Coeur d’Alene Mines reported that commissioning work has been completed on the Kensington Mine mill system and final modifications are being made to the crusher system. Underground drilling and blasting are underway at the mine and the tailings impoundment is now 90 percent complete. Construction of the underground paste backfill plant and water treatment plant are on schedule and the mine is expected to produce 50,000 ounces of gold in 2010.

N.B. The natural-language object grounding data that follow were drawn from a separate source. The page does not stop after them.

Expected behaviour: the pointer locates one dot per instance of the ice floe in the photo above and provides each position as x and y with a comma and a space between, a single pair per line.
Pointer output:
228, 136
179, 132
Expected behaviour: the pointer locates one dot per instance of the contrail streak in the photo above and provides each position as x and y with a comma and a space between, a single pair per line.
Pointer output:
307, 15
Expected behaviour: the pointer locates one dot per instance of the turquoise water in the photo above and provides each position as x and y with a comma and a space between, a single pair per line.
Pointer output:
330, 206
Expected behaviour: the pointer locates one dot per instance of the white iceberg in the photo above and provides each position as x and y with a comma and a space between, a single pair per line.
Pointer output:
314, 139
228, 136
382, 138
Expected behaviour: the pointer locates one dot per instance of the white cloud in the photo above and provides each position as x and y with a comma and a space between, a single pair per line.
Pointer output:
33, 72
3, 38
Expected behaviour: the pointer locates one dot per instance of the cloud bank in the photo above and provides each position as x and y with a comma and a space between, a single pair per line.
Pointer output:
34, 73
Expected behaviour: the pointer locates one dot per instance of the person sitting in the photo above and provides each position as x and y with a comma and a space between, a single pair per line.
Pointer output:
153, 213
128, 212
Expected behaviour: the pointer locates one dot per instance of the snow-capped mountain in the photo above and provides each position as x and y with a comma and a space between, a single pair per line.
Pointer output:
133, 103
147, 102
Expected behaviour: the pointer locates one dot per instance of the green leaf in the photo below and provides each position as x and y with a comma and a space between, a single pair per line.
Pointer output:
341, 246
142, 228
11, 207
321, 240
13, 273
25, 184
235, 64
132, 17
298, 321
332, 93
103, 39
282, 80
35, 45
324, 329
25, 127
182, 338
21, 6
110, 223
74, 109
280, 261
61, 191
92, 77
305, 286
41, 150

Ucore Uranium Inc. announced a conceptual deposit model for the first two target exploration zones comprising the Bokan-Dotson Ridge rare earth element project. The model spans a combined strike length of 2,425 meters over the initial two target zones, and projects mineralization to a depth of 200 meters below surface. Based on a detailed analysis of drill results at the I&L and Dotson Shear Zones, the model has generated an estimated 2.7 million metric tons to 5.1 million metric tons, at a prospective grade range of 0.50 percent to 0.92 percent total rare earth oxides. The model also indicates that heavy rare earth elements comprise about 60 percent of the total rare earth concentrations in the targeted areas. Actual element grade ranges are 895-1,663 parts per million neodymium oxide, 314-584 ppm gadolinium oxide, 68-126 ppm terbium oxide, 419-773 ppm dysprosium oxide, 233-433 ppm erbium oxide, 166-309 ytterbium oxide and 2,994-5,560 ppm yttrium oxide. In addition to rare earth elements, the I&L and Dotson Shear zones contain significant estimated concentrations of non-rare earth elements, including zirconium, tantalum, niobium, and beryllium. Actual element grade ranges for these metals are 3,636-6,753 ppm zirconium oxide, 36-68 ppm tantalum oxide, 651-1,208 ppm niobium oxide and 158-293 ppm beryllium oxide. In 2010, a 5,000-meter drill program will be conducted with 4,000 meters on the combined I&L and Dotson Shear zones and the remaining 100 meters in hallow diamond drill holes along the Cheri, Geoduck and Sunday Lake trends. The company hopes to complete a Canadian NI 43-101-compliant mineral resource estimate by the end of 2010.